L'Acadie des guerres coloniales
Au temps où Anglais et Français se disputaient l'Acadie, et plus précisément lors de l'année (1755) où le gouverneur anglais de Nouvelle-Ecosse, Charles Lawrence, entreprend de déporter les Acadiens (Français) vers la Nouvelle-Angleterre (ce qui constituera le Nord-Est des Etats-Unis), le navire qui porte Emie et pas mal de compagnons d'aventures se fracasse sur les rochers de la côte.
Ce sont des Anglais, mais pas tous d'accord entre eux. Pas mal d'éléments mystérieux apparaissent : le capitaine du bateau, Elgrave, est le vilain de service : cruel avec les prisonniers qu'il trimballe dans la cale (on n'en sait pas trop sur eux), il est l'ennemi déclaré de le belle Emie (charmant portrait planche 25) qui, elle, va tenter de rejoindre un village où se trouvent ses enfants, emmenés par leur père (militaire britannique). Mais voilà, les Anglais présents en Acadie tiennent à mettre la main sur Emie (on ne sait pas trop pourquoi), et l'intrigue, pour les naufragés, consiste à échapper aux mains d'Elgrave (qui les poursuit de son côté), des Anglais d'Acadie, et des Indiens (Iroquois, Delawares) soudoyés par les Anglais ou les Français pour leur apporter des prisonniers...

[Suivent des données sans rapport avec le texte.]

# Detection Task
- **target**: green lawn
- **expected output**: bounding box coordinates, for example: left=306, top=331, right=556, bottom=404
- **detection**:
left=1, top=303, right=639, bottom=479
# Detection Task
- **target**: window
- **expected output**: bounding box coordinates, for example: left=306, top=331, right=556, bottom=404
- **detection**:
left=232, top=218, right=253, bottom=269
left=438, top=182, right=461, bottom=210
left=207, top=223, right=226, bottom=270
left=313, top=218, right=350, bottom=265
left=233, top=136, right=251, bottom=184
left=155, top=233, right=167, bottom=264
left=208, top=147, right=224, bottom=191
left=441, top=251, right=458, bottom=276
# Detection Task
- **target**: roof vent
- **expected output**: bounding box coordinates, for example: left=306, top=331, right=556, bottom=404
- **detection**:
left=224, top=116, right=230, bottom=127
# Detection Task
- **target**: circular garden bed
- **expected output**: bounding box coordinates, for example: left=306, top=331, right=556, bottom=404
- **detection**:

Emie a un sacré caractère; décidée, autoritaire, courageuse, bien foutue, elle emmène avec elle un groupe d'individus hauts en couleurs dans la nature acadienne, et les longues marches dans la forêt sont l'occasion pour le scénariste de nous dévoiler (parfois un peu rapidement) les rôles et fonctions des divers personnages dans l'intrigue. Vieux baroudeurs, prostituées, le beau médecin Tyron, Opkins, le "chaperon" de Emie - qui est mariée, ne l'oublions pas -, et puis des alliés de rencontre, comme le pittoresque Comte de Bercegol Dumoulin...
C'est la grande aventure bien classique style Canada pas trop frisquet : grandes forêts, grands lacs, cours d'eau musclés, canoës indiens, radeaux de fortune, trappeurs avec vêtements à franges, bicornes XVIIIe siècle, attaques d'Indiens, Anglais scalpés, forts en rondins, escopette à un coup... Tout cela est bien rythmé, mais finalement pas d'une folle originalité.
L'initiative la moins heureuse de ce récit d'aventures est le tronçonnage du flashback en de nombreuses planches dispersées tout au long de l'album : on y apprend comment les choses ont mal tourné entre Emie, Elgrave et ses prisonniers sur le navire anglais. Un tel saucissonnage est agaçant, coupe la lecture, et la livraison des informations qui y figurent n'a pas grand rapport direct avec le reste de l'action.
Le dessin, efficace, suit les tendances à l'oeuvre dans les sagas d'aventures de chez Glénat ou Soleil : dynamisme des gestes et des expressions, visages pouvant évoluer vers la caricature, cadrages intéressants.
Une bonne BD d'aventures, mais dont l'intérêt reste limité.